I have always felt that losing a child must the most painful of human experiences. But I have yet to lose a close loved one. Suddenly, the day after Christmas, my precious firstborn is suffering vision loss, a tear-inducing headache, and extreme fatigue–symptoms unnerving to this mother who’s typically nonchalant when it comes to illness.
Of course I prayed for healing, as I am a believer in miracles.
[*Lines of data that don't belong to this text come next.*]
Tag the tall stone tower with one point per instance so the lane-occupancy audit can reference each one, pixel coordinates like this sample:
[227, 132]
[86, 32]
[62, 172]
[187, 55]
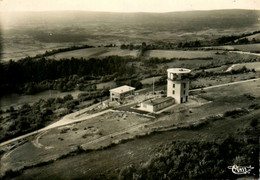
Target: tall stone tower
[178, 84]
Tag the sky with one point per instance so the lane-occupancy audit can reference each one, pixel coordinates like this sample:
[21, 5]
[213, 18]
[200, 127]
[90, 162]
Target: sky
[126, 5]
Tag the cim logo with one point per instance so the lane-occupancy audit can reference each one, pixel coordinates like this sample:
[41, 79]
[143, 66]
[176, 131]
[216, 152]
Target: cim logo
[241, 169]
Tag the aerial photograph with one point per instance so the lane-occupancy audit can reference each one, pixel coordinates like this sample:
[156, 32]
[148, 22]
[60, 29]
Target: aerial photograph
[129, 89]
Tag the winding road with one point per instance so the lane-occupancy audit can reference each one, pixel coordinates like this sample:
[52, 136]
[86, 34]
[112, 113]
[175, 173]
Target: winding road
[72, 118]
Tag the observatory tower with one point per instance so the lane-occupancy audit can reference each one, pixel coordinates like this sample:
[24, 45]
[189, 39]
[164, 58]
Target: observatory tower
[178, 84]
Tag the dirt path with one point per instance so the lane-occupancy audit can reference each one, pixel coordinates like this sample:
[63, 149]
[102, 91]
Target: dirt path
[71, 118]
[227, 84]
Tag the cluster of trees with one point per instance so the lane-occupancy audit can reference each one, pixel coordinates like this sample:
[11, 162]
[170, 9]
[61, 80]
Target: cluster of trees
[15, 74]
[197, 160]
[32, 117]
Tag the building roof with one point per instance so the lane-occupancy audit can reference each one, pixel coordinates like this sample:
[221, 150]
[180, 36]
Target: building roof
[122, 89]
[158, 101]
[178, 70]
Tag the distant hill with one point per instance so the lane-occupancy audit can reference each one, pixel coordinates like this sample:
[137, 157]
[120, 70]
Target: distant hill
[188, 20]
[31, 33]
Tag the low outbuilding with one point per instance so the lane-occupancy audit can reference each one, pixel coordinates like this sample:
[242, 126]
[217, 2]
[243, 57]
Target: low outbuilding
[118, 94]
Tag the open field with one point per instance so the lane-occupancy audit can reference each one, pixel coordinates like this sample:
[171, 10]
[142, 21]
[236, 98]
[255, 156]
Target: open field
[254, 36]
[179, 54]
[26, 34]
[248, 47]
[95, 52]
[87, 165]
[253, 65]
[150, 80]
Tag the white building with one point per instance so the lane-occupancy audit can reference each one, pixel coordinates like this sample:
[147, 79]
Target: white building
[118, 94]
[156, 104]
[178, 84]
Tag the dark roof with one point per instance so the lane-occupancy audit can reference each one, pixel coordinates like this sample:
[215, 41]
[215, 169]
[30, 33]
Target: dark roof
[158, 101]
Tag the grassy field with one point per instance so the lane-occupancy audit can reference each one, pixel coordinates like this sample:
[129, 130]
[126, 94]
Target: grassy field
[253, 65]
[178, 54]
[105, 129]
[247, 47]
[88, 165]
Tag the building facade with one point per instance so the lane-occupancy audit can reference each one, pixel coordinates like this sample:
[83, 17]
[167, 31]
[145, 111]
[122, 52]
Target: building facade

But deep down, the what-if’s continued as I awaited the results of blood work and a CT scan, followed again by that question I’d never faced until this day:
How would I go through life if God chose to take my baby?
In the horrid split-second darkness of that contemplation, a speck of hope–a solitary consolation suddenly flickered. Six words sprang up in my spirit, bringing me the assurance that I could indeed make it to the end of my life–even triumphantly–without my precious Anna Grace:
I will be with her again.
Make that seven words: …forever.
All test results came back normal. The doctor’s instructions were to “wait and see.”
I expect that soon enough Anna will be plowing through our fresh, thick blanket of snow on her snowboard, then bursting through the front door for some hot chocolate, her cheeks beaming rosier red than usual. For the time being, I am drawn to a passage I’ve read many times before, and now it takes on new meaning:
“If in this life only we have hope in Christ, we are of all men most miserable.” I
I've had friends who've lost a child. I believe it to be the most painful kind of human suffering. I don't pretend for a second to imagine or understand that level of grief. But I can tell you that having hope for (real, physical) life beyond death, because of Christ's resurrection from the dead, has made all the difference in the way my friends grieve. They tell me so.
(2/22 Update: Anna is now 25. She went on to become a US Marine officer, then moved to Thailand to teach English. We will always encounter "what-if's" concerning our children, at any age. I haven't stopped praying.)